L’istruzione dei vescovi piemontesi fa chiaramente riferimento al documento che guida l’agire di tutta la Chiesa in questo settore, le “Istruzioni” emanate dalla Congregazione per la Dottrina della fede nel 2000: ma si è ritenuto di dover specificare alcuni aspetti normativi, per incoraggiare e aiutare tanto i preti quanto le comunità cristiane a non cadere in un “miracolismo” che accentua certi gesti e certe parole ma che rischia di compromettere la sobrietà di quello “stile liturgico” che è invece indispensabile per rimanere in sintonia con il cammino di tutta la Chiesa.

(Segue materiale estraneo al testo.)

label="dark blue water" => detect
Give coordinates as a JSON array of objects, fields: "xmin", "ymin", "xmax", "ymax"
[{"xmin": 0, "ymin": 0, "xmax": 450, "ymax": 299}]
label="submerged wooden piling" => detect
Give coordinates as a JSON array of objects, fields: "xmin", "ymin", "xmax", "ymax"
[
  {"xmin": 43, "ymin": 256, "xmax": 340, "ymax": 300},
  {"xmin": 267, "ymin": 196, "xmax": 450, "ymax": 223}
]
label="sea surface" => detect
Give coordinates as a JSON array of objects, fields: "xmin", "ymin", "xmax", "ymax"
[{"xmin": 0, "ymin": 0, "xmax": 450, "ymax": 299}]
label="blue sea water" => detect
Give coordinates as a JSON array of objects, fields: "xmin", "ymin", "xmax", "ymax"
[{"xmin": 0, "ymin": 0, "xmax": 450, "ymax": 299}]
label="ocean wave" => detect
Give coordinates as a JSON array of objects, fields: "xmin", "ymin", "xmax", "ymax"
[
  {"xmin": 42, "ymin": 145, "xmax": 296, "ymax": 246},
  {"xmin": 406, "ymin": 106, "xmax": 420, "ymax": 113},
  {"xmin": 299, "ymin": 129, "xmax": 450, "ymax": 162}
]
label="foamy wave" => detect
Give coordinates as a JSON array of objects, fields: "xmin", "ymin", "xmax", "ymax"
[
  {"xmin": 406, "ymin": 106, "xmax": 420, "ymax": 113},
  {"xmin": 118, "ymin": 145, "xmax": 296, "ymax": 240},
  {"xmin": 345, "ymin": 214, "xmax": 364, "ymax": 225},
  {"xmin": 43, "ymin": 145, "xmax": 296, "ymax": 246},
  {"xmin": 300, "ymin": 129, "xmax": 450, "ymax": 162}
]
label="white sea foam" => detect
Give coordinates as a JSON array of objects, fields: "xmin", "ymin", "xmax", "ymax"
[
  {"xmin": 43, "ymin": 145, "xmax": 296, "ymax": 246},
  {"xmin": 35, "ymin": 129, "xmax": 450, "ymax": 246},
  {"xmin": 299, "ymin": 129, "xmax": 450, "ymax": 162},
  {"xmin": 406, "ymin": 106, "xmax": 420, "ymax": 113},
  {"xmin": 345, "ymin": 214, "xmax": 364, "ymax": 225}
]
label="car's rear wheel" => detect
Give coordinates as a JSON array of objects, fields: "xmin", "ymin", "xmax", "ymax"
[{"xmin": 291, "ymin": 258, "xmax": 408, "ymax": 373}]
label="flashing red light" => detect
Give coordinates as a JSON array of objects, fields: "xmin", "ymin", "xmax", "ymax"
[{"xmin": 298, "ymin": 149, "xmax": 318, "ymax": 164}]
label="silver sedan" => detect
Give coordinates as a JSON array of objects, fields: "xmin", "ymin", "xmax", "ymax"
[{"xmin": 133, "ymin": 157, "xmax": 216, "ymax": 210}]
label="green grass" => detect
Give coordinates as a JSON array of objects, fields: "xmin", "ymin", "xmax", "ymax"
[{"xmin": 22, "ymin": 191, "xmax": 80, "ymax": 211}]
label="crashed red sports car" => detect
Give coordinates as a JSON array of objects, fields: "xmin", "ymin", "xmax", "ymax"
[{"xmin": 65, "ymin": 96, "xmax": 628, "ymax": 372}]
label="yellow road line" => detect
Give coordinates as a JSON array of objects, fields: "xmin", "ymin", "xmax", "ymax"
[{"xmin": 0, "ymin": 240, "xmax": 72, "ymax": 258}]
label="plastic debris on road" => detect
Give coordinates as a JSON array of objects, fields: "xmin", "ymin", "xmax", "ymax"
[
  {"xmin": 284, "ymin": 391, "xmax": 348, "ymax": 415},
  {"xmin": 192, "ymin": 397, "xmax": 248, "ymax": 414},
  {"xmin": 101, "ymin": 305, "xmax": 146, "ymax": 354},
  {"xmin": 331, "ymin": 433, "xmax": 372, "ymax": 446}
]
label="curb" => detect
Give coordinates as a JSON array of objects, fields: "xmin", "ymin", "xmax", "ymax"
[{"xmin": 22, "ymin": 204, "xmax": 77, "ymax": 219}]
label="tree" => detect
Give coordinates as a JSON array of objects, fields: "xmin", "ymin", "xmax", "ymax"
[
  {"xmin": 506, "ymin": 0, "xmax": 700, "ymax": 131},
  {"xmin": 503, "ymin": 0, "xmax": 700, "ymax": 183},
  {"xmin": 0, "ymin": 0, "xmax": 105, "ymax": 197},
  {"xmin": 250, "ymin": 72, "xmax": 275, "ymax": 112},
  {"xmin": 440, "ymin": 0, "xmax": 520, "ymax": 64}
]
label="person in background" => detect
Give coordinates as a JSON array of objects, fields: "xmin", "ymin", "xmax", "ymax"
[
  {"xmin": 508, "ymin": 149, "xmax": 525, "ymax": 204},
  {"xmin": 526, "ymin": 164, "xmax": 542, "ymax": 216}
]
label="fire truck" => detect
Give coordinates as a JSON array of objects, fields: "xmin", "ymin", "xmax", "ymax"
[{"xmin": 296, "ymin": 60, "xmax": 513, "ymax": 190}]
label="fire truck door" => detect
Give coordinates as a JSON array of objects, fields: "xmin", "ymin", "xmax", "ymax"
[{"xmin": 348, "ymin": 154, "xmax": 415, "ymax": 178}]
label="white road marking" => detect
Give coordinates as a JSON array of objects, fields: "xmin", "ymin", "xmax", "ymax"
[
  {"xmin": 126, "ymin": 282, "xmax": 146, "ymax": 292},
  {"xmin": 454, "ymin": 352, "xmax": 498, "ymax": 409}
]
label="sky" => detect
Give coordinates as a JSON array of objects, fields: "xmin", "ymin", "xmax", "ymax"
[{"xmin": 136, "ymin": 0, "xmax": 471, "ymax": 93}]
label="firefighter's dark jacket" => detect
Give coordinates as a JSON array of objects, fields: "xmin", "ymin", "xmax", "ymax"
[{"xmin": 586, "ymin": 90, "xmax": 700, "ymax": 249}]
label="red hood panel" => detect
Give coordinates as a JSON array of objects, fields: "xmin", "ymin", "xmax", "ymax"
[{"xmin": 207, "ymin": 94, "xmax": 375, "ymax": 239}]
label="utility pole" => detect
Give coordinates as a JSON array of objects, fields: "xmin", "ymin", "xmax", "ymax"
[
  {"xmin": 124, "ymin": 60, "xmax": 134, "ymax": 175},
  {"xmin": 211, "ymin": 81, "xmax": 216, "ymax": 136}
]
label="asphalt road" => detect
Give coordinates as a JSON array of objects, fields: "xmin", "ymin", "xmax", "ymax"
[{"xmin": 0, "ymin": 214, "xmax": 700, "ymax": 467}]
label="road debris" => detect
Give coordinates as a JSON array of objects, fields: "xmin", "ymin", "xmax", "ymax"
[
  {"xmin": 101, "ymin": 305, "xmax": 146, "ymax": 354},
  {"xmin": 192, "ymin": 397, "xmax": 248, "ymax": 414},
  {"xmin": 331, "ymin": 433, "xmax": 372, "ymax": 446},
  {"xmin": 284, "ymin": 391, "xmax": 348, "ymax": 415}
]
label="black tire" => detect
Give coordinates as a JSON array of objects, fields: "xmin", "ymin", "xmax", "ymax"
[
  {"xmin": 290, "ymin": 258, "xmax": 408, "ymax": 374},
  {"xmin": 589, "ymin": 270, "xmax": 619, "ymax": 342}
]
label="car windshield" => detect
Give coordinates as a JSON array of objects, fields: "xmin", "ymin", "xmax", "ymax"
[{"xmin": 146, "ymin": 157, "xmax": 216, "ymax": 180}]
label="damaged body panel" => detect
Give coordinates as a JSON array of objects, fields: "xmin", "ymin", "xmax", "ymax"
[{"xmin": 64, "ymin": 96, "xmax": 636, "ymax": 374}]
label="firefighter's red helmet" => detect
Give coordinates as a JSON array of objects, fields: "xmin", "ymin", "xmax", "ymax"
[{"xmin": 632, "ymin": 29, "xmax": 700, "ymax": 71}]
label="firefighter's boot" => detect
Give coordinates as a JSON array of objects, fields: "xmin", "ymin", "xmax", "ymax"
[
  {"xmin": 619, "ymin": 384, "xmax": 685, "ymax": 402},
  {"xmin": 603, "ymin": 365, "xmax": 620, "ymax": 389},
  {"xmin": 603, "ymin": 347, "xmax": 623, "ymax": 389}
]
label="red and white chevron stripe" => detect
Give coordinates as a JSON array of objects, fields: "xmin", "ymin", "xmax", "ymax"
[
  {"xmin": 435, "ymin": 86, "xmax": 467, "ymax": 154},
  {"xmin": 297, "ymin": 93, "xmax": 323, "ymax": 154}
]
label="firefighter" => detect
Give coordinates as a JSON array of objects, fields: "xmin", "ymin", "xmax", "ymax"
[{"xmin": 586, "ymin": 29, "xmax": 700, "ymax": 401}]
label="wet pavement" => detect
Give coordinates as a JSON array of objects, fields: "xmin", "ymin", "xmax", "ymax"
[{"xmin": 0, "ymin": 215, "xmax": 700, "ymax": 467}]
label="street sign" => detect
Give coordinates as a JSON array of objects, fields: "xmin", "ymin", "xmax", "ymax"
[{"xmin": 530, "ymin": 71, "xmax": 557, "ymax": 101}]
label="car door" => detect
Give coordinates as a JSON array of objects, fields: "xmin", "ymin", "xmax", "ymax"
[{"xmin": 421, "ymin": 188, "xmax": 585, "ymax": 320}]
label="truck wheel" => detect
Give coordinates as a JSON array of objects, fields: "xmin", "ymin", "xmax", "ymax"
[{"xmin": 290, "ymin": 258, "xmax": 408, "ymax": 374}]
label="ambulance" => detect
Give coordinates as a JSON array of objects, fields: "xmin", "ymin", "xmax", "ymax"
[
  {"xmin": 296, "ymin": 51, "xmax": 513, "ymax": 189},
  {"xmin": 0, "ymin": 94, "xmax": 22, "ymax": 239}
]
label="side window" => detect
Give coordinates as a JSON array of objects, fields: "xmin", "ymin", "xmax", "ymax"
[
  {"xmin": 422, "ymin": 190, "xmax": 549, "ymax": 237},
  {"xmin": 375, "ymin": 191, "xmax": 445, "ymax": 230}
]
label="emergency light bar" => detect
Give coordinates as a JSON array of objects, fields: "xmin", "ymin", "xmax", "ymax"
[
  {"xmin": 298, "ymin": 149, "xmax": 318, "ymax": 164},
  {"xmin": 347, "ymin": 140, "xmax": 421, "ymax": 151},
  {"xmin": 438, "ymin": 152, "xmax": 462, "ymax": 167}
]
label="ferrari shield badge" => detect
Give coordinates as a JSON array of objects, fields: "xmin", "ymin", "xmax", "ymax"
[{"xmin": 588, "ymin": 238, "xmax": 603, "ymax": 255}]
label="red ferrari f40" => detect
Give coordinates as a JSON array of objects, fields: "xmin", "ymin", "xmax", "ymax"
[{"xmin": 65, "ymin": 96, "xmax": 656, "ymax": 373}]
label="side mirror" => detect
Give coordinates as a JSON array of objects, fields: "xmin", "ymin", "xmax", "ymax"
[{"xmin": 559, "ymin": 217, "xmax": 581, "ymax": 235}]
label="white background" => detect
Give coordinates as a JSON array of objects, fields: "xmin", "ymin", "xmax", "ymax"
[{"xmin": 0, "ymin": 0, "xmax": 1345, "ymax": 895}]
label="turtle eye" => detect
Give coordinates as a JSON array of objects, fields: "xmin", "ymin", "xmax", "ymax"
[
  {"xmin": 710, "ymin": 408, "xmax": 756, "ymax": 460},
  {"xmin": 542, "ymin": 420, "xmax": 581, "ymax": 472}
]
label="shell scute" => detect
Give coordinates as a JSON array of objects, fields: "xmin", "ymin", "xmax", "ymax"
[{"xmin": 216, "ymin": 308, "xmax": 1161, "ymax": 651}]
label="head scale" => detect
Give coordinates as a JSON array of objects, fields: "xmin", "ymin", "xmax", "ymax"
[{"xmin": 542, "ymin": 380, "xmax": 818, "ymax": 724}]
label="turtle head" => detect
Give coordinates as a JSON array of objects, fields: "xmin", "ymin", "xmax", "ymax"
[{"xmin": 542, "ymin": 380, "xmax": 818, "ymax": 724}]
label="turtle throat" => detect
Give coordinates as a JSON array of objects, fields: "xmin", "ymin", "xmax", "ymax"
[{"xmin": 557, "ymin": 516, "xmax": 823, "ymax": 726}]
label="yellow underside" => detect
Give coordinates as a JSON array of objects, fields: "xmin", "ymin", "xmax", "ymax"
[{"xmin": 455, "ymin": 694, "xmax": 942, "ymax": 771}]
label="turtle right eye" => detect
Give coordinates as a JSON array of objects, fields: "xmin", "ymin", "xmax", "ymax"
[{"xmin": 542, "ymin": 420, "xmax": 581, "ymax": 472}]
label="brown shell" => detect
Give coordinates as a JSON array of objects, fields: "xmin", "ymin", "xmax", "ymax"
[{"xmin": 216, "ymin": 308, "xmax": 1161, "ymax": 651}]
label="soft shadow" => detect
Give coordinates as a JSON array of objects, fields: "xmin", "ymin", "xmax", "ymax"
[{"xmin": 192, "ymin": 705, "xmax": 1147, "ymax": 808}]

Non si possono inseguire le mode del sacro perché esse si impongono sulla rete, in televisione o in contesti sociali e culturali estremamente diversi dai nostri. In questo senso il documento dei vescovi serve anche a incoraggiare i sacerdoti, e i parroci soprattutto, a mantenere la necessaria fermezza e la capacità di discernimento di fronte alle attese, pure reali, di persone che si trovano nella sofferenza e che cercano conforto e consolazione nella preghiera della comunità cristiana. Non si tratta di un provvedimento “ad personam” verso qualcuno, ma di norme che intendono confortare tutte le comunità cristiane subalpine. Un altro rischio da evitare è quello sottolineato da don Carmine Arice, da noi interpellato, già direttore dell’Ufficio nazionale Cei della Pastorale della Salute e ora superiore generale del Cottolengo: la spettacolarizzazione.

Ricordando la ricchezza dei testi liturgici esistenti e approvati che non sono avari di riferimenti di preghiere di intercessione per chiedere il dono della guarigione, della salute e della salvezza, don Arice sottolinea il pericolo per una comunità cristiana di “rivestire” i momenti di preghiera comunitaria, e quelli dell’Eucaristia in particolare, con le “tinte forti” (voci, colori, gesti) che rischiano, a volte, di evocare più il potere della domanda che non l’invocazione alla misericordia e il dono di Dio.